The bar radical, 㦮, as seen in kanji like 残 and 浅, has the mnemonic “There are two drunkards here. That makes this radical a bar. Where else are you gonna drink?”
I assumed this was somehow referring to the fact that it’s the drunkard radical (戈) with a couple of added strokes, but, reading through the Wikipedia article on Shinjitai, I just found out that it used to be written differently: 戔. In this form, the mnemonic makes much more sense: It’s simply the drunkard radical, twice!
So that makes me wonder, does the mnemonic refer to the Kyūjitai way of writing this radical?

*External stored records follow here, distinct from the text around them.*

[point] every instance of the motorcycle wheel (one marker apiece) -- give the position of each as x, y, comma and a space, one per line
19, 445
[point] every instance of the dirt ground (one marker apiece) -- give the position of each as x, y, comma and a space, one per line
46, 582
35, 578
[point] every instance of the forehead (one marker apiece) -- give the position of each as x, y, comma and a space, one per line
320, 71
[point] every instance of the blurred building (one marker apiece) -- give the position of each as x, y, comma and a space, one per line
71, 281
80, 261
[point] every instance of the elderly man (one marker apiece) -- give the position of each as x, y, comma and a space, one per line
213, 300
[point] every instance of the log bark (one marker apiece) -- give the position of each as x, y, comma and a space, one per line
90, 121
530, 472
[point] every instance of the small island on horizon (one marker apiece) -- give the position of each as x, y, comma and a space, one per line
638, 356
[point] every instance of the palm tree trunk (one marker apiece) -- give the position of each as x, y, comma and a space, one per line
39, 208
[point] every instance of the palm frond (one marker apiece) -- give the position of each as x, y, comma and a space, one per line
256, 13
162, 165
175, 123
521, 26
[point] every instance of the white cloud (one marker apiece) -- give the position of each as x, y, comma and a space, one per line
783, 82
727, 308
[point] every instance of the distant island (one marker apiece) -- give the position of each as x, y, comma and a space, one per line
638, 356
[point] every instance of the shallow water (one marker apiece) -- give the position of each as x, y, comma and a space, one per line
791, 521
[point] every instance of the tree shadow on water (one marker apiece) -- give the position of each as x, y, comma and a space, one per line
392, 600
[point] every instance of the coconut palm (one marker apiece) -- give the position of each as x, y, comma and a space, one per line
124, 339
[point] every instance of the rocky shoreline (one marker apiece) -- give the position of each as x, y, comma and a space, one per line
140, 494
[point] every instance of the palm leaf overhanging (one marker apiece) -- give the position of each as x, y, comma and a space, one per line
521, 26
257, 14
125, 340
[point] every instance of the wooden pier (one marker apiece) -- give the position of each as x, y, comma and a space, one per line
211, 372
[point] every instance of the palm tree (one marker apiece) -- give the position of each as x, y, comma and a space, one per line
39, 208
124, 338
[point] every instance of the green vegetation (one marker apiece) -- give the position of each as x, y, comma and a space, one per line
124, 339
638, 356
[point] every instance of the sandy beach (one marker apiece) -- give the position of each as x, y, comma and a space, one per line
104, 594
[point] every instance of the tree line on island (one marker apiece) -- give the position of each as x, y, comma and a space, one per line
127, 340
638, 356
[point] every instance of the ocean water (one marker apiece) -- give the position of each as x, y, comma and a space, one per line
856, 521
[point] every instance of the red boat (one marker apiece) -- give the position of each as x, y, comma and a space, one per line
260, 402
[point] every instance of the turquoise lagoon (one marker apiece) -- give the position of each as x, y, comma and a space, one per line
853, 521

It seems like the underlying cause of this shouldn’t be an encoding issue, since the radical is an image in Wanikani rather than a Unicode character, but who knows.
I don’t know if this is of interest, but the drunkard radical (戈) is actually a kanji in itself that refers to an Ancient Chinese weapon that was often used as a symbol of conflict and war, and which looks like this:
(The text is in Chinese, so don’t worry if you can’t read it. The Chinese pronunciation is indicated in pinyin. The Japanese pronunciation is か.)
Kinda looks like the kanji, no? Especially with such a long horizontal bit? You might argue that that makes the word ‘drunkard’ a subpar mnemonic, since a photo like this one from Wikipedia would make things so much more vivid:
(Only the first two on the left are 戈.)
However, well, it’s a mnemonic. Don’t worry too much about it. If it doesn’t work for you, throw it out and find something else. All that matters, ultimately, is that you remember the kanji.
I think that is intentional, since you remember it better if you are frustrated, angry or amused by the thought that this symbol should resemble X. Or that it is impossible to memorize such a strange description.
Usually the easiest to memorize, since you had an emotional reaction to it.